A study conducted at the University of Utah suggested that “mindfulness may be linked to self-regulation throughout the day, and that this may be an important way that mindfulness contributes to better emotional and physical well-being.”
According to Maria Camara, PhD, a psychotherapist who is also a qualified mindfulness teacher, meditation helps us connect with our true qualities. Once we’ve accepted who we are and learn to work with our thoughts directly, we reveal a loving capacity that has always been present within us. It’s no wonder that mindfulness increases happiness, enhances clarity and gives peace of mind.
A review study last year at Johns Hopkins looked at the relationship between mindfulness meditation and its ability to reduce symptoms of depression, anxiety, and pain.
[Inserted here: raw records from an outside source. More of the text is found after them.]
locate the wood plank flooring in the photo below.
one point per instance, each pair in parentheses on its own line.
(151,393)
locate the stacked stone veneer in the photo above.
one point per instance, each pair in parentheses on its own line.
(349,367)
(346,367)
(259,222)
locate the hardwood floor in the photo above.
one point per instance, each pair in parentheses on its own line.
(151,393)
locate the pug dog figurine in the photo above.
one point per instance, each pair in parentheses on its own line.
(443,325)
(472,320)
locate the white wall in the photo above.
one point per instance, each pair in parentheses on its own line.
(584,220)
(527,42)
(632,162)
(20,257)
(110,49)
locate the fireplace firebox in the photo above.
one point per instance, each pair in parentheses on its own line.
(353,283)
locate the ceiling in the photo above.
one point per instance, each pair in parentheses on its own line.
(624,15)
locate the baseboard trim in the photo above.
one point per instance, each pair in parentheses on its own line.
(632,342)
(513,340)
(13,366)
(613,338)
Researcher Madhav Goyal and his team found that the effect size of meditation was moderate, at 0.3. If this sounds low, keep in mind that the effect size for antidepressants is also 0.3, which makes the effect of meditation sound pretty good. Meditation is, after all an active form of brain training.
“A lot of people have this idea that meditation means sitting down and doing nothing,” says Goyal. “But that’s not true. Meditation is an active training of the mind to increase awareness, and different meditation programs approach this in different ways.” Meditation isn’t a magic bullet for depression, as no treatment is, but it’s one of the tools that may help manage symptoms.
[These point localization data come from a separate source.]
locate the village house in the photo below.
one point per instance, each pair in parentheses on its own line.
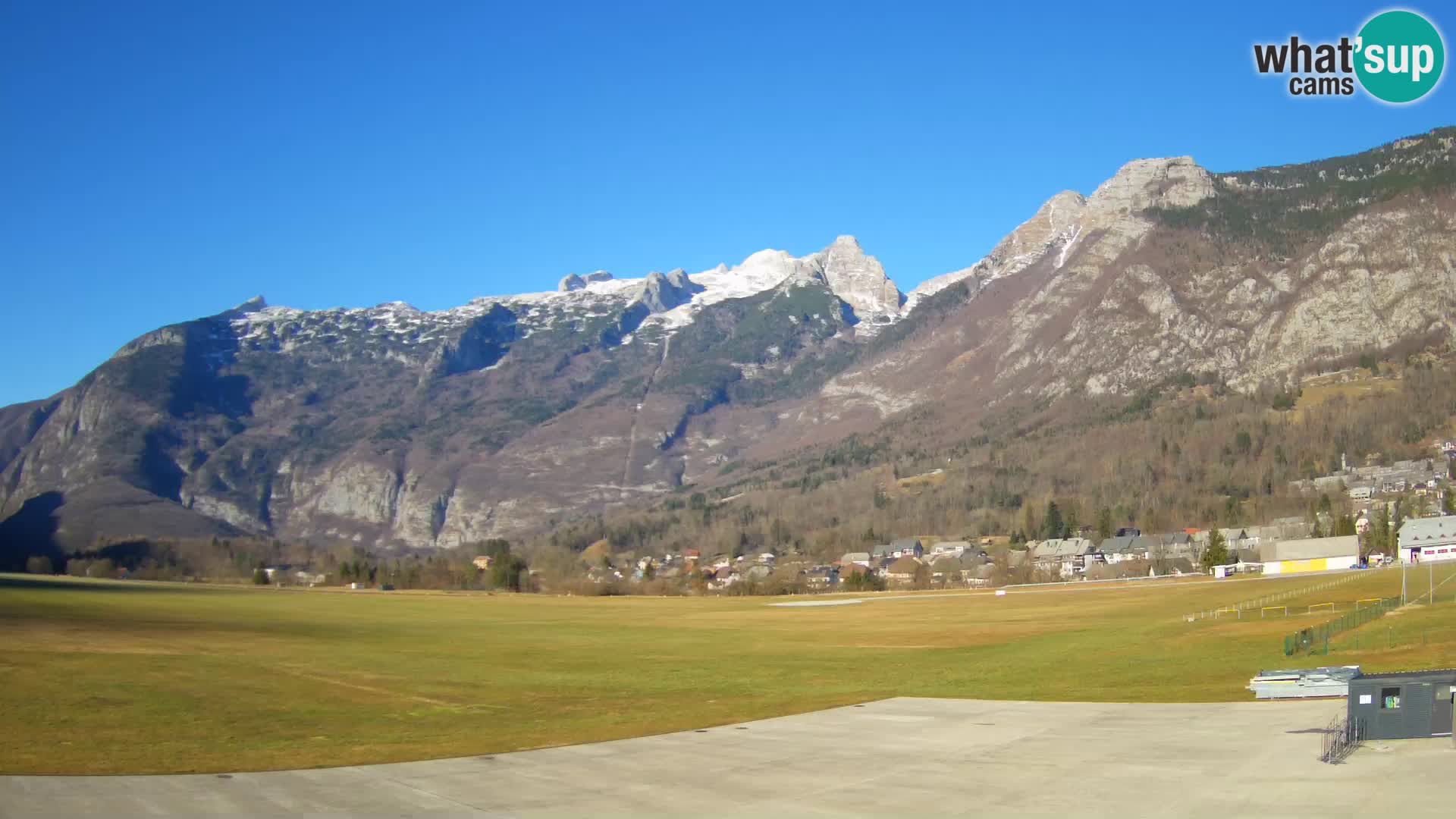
(954,548)
(946,569)
(903,570)
(1427,539)
(821,577)
(724,577)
Meditation is a Stress Reducer
Stress is the body’s response to unforeseen adversities. Encountering immediate threats increase the level of cortisol, or stress hormone in the body, and activates the Autonomic Nervous system, which is responsible for fight-or-flight responses. Brain studies of regular meditators revealed that they have lower cortisol level in their brains, which explains their resilience and insightful nature.
Several studies suggest that mindfulness meditation can benefit those who struggle with stress, anxiety and depression issues. A literature review conducted in 2017 assessed 48 mindfulness meditation trials that involved around 3,675 participants. The review concluded that meditation is a useful tool that helps relieve symptoms of anxiety and depression. And not only do meditators feel less stressed, their levels of the “stress hormone” cortisol decrease measurably.
Chogyal Rinpoche, a spiritual leader and meditation expert, explains how meditation gradually calms the mind and prevents strong emotions from erupting uncontrollably. So rather than allowing themselves to be overcome by depression and stress, meditators learn to calm their minds and achieve balance.
Meditation Improves Cognition
Researchers agree that an excellent way for professionals to increase the likelihood of success is to keep meditation practice as a part of their daily routine. Studies have revealed that both transcendent and mindful meditation practices improve the brain’s problem-solving and decision-making strategies, which can bring a desirable shift in our professional life.
Meditation Enhances Empathy
Loving-kindness or compassion meditation fires neural connections to brain sites that regulate positive emotions like empathy and kindness. The deep state of flow that meditation induces builds social connectedness and make us more affectionate and amicable as a person.